2. An OCR optimization method based on character position information as claimed in claim 1, wherein the preprocessing of the image to be recognized includes: and carrying out preprocessing operations of graying, binaryzation, noise removal and inclination correction on the image.

3. An OCR optimization method based on character position information as claimed in claim 1, wherein setting a constraint information item to be extracted and an extraction range specifically includes: text information in the image needs to be extracted.

4. An OCR optimization method based on character position information as claimed in claim 1, characterized in that by the adjacent connected region search method, the characters appearing in the picture are searched line by line and the coordinate position is recorded, the region where the characters are located is intercepted, the characters are recognized, and all characters and the coordinate position information thereof are obtained.

5. An OCR optimization method based on text position information as claimed in claim 1, wherein calculating the average line spacing of all text information specifically includes:

traversing the coordinates of each line of characters in the extracted image, and calculating the line spacing between the current line and the next line based on the coordinate values;

accumulating and summing all the line intervals; an average line spacing is determined based on a ratio of the accumulated value to the number of lines.

6. The OCR optimization method based on the character position information as claimed in claim 1, wherein the step of judging whether the current character and the next character need to be merged based on the space and the average line space includes:

when the line spacing between the current line and the next line is smaller than the average line spacing, combining and extracting characters of the current line and the next line;

and stopping merging when the line spacing of the current line and the next line is larger than the average line spacing.
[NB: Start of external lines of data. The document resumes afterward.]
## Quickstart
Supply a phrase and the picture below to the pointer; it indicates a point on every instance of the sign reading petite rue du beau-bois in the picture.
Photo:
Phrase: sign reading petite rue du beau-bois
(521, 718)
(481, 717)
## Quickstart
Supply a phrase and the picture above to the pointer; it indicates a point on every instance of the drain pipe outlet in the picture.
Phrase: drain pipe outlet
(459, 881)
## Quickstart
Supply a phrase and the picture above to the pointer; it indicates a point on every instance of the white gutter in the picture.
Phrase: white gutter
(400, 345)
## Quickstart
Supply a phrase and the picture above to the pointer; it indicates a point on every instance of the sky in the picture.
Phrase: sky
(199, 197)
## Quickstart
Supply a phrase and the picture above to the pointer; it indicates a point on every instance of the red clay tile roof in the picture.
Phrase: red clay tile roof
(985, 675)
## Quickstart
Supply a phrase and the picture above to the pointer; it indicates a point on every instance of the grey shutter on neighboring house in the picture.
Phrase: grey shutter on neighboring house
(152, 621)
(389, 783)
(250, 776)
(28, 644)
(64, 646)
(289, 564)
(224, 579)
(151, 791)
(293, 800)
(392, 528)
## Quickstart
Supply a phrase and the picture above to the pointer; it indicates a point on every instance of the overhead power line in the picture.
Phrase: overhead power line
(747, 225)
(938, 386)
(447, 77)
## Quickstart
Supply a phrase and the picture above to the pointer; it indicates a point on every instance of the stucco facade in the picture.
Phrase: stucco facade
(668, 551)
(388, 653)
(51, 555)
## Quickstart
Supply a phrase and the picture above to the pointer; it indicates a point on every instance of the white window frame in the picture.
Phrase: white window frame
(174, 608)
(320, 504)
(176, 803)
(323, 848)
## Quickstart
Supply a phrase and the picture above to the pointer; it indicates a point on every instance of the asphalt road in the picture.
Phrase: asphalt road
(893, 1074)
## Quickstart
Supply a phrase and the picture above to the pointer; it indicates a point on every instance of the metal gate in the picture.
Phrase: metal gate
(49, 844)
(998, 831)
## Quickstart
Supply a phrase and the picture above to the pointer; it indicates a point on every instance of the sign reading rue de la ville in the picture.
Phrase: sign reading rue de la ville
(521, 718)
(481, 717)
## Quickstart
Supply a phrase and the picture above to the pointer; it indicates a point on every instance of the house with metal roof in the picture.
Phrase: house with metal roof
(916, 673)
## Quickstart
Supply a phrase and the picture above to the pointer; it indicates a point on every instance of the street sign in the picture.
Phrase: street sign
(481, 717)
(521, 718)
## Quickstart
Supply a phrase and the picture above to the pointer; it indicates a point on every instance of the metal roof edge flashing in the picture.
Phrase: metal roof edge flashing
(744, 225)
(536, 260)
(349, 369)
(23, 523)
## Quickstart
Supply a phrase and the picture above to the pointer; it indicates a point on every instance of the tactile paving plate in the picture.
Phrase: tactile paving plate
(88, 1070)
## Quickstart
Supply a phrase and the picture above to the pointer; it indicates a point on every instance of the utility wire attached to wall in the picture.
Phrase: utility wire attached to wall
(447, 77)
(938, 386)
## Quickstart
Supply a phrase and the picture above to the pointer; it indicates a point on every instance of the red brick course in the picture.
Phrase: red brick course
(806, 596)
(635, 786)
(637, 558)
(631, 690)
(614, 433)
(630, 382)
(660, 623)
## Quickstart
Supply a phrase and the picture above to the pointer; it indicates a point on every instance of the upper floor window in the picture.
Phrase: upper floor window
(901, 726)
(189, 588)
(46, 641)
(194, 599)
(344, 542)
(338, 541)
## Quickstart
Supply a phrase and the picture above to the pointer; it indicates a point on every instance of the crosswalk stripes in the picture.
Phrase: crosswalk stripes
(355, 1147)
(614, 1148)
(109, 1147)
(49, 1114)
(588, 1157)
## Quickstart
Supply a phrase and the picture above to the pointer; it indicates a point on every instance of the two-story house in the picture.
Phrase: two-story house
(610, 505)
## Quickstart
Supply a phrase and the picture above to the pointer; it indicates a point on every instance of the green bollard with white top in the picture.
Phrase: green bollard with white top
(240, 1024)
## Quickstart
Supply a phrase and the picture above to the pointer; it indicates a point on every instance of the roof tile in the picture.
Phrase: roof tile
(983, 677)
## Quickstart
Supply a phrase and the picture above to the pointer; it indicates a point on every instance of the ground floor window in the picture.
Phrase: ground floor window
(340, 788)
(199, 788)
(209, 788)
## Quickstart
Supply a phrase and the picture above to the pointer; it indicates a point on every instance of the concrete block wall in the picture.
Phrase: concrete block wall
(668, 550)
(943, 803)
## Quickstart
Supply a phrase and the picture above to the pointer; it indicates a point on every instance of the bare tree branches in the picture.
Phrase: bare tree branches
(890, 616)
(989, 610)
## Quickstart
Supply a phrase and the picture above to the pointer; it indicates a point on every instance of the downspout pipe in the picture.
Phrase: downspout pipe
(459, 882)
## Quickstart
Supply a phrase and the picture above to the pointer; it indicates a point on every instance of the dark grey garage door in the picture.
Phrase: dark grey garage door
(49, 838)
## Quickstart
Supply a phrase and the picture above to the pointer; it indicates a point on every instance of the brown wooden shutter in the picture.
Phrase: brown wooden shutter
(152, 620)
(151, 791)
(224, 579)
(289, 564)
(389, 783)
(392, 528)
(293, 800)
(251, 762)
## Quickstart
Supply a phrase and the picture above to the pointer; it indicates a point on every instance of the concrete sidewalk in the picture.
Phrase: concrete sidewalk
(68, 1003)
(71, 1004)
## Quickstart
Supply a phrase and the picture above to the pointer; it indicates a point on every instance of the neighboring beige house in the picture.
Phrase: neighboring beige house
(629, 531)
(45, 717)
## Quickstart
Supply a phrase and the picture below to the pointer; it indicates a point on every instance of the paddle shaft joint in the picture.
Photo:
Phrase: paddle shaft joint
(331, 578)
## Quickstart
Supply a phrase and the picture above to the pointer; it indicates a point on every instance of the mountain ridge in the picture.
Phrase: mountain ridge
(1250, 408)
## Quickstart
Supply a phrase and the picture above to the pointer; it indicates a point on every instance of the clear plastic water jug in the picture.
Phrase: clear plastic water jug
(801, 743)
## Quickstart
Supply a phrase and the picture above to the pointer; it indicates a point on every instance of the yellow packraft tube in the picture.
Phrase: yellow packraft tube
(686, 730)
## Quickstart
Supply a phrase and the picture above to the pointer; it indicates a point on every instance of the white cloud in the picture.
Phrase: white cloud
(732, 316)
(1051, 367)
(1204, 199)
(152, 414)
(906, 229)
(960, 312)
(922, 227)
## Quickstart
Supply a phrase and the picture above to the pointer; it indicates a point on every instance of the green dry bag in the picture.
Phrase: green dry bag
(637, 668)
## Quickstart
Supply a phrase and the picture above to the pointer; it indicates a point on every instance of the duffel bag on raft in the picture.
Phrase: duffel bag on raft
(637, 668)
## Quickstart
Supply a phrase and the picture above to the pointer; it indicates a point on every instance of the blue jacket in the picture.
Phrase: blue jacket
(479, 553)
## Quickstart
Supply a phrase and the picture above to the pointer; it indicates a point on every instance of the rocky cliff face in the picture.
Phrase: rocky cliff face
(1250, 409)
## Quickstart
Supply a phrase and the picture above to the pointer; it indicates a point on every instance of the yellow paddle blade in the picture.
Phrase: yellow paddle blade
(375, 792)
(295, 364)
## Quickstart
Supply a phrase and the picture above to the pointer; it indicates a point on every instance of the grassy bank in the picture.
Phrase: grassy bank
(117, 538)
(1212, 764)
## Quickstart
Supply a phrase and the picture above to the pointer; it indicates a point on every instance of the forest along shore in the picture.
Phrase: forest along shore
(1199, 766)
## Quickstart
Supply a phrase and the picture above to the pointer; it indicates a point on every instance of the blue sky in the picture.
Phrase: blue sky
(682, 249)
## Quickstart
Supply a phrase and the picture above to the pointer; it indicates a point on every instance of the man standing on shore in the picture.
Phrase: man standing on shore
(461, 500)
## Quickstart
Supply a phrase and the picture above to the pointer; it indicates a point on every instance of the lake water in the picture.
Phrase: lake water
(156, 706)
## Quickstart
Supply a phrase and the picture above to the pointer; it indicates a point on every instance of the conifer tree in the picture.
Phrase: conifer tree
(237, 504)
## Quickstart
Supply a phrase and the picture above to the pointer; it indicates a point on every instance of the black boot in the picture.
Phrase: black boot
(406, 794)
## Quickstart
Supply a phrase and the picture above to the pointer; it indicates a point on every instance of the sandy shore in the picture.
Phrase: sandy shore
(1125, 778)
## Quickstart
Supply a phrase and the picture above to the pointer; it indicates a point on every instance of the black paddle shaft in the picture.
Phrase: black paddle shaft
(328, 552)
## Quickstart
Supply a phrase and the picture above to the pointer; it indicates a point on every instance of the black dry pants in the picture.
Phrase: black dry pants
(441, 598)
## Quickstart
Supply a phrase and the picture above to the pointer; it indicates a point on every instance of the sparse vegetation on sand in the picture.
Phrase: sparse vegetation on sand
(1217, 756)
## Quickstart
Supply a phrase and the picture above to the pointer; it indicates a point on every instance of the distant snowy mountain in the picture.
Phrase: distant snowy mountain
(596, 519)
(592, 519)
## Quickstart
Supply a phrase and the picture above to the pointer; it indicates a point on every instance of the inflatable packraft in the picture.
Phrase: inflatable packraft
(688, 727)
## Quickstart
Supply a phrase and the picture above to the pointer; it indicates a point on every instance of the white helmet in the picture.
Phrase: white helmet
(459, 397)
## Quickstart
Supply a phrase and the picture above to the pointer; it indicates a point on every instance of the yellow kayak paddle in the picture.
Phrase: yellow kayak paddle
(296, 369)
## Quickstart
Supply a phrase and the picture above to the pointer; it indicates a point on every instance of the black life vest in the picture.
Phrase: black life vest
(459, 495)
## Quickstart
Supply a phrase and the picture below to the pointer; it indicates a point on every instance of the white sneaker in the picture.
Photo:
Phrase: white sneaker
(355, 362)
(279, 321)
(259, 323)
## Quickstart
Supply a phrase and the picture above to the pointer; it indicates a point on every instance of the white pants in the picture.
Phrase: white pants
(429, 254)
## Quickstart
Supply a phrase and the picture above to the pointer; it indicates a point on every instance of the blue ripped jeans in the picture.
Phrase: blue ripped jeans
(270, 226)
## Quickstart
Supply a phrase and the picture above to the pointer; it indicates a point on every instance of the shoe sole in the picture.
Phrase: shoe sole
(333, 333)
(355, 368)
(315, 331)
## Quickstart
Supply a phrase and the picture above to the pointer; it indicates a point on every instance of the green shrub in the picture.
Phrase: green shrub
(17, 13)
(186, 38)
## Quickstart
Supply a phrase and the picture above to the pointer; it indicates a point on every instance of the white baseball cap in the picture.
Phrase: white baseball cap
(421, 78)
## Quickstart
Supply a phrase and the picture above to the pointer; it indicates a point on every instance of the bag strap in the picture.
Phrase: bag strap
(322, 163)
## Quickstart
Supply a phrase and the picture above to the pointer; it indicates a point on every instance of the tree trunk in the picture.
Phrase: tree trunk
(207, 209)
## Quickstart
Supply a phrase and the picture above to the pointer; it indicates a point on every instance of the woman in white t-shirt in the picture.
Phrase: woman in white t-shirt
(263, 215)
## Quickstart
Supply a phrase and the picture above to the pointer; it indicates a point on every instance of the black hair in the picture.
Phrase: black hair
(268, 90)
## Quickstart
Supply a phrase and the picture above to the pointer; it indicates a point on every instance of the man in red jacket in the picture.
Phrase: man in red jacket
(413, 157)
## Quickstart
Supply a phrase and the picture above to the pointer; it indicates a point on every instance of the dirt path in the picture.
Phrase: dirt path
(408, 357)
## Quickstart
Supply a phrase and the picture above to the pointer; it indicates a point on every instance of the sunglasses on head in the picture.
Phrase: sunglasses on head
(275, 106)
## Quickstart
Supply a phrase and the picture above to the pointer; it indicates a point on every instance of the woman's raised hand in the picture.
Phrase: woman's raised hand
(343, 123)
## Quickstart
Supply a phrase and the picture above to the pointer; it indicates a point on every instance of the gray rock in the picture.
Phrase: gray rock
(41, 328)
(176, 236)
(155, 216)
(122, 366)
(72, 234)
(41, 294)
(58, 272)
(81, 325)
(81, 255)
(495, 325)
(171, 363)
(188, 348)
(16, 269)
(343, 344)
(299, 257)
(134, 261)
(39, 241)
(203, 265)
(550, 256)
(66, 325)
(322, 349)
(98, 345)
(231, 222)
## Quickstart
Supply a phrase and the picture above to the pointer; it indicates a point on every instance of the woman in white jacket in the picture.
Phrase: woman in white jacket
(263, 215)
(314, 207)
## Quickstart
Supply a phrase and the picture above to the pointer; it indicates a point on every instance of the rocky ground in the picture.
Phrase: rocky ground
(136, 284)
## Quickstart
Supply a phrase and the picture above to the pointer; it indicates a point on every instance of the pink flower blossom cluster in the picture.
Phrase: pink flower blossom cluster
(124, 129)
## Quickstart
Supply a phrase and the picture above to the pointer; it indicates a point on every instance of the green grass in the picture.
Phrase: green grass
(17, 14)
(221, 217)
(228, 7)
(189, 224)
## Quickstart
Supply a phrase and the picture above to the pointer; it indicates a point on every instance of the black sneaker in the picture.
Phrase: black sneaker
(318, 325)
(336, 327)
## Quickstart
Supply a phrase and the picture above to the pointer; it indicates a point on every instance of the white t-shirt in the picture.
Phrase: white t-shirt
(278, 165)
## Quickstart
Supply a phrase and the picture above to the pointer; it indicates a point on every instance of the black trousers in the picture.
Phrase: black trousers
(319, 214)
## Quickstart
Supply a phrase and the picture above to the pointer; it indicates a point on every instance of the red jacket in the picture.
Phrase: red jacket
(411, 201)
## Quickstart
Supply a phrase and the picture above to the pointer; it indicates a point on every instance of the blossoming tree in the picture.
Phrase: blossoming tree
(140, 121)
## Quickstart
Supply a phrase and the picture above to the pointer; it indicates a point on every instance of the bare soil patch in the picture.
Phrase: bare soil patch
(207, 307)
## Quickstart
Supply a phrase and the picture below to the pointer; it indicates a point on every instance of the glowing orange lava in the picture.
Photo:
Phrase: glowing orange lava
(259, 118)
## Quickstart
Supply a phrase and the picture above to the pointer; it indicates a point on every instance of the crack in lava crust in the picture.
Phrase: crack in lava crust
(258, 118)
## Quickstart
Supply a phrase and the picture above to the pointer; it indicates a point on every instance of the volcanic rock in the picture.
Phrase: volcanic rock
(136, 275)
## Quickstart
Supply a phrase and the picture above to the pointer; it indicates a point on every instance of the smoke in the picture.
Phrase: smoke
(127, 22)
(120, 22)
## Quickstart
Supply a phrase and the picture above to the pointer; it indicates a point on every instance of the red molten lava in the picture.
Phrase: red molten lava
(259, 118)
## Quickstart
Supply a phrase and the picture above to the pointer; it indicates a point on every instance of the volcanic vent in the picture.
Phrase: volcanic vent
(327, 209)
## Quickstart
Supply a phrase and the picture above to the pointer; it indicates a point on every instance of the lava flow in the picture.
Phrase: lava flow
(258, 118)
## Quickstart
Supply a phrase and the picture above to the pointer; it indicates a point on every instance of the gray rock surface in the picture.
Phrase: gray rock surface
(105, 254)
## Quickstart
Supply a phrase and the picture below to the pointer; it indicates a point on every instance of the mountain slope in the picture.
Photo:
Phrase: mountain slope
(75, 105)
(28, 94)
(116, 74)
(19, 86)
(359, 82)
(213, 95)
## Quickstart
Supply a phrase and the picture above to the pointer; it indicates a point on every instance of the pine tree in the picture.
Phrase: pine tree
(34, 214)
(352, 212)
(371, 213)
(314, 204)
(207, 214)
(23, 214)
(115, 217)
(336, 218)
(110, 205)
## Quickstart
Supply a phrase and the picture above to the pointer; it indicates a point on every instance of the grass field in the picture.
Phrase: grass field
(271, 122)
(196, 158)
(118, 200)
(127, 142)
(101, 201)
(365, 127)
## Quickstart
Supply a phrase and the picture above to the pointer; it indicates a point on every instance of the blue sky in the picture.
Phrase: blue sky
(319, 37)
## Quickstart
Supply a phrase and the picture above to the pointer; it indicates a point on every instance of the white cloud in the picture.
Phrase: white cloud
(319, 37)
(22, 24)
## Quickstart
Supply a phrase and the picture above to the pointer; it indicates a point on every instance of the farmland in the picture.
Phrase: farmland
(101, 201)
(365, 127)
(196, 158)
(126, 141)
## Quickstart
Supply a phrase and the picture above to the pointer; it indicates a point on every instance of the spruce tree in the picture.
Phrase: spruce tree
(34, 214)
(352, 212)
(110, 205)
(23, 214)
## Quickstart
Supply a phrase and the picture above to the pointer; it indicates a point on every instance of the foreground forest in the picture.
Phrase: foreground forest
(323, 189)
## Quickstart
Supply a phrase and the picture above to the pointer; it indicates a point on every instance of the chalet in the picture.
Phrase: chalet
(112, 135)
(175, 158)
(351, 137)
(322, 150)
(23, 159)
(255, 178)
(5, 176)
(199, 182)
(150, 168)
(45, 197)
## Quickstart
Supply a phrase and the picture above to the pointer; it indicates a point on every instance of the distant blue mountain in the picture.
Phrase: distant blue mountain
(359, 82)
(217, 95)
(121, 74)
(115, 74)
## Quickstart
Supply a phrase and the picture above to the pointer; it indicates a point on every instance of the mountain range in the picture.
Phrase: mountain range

7. An OCR optimization method based on character position information as claimed in claim 1, characterized in that each constraint information item to be recognized is extracted, and the extracted information item character data is formatted and output.

8. An OCR optimization system based on text position information, comprising:

9. A terminal device comprising a processor and a computer-readable storage medium, the processor being configured to implement instructions; a computer readable storage medium for storing a plurality of instructions adapted to be loaded by a processor and to perform the method for OCR optimization based on text position information according to any one of claims 1-7.

10. A computer-readable storage medium having stored thereon a plurality of instructions, wherein the instructions are adapted to be loaded by a processor of a terminal device and to execute the OCR optimization method based on text position information according to any one of claims 1 to 7.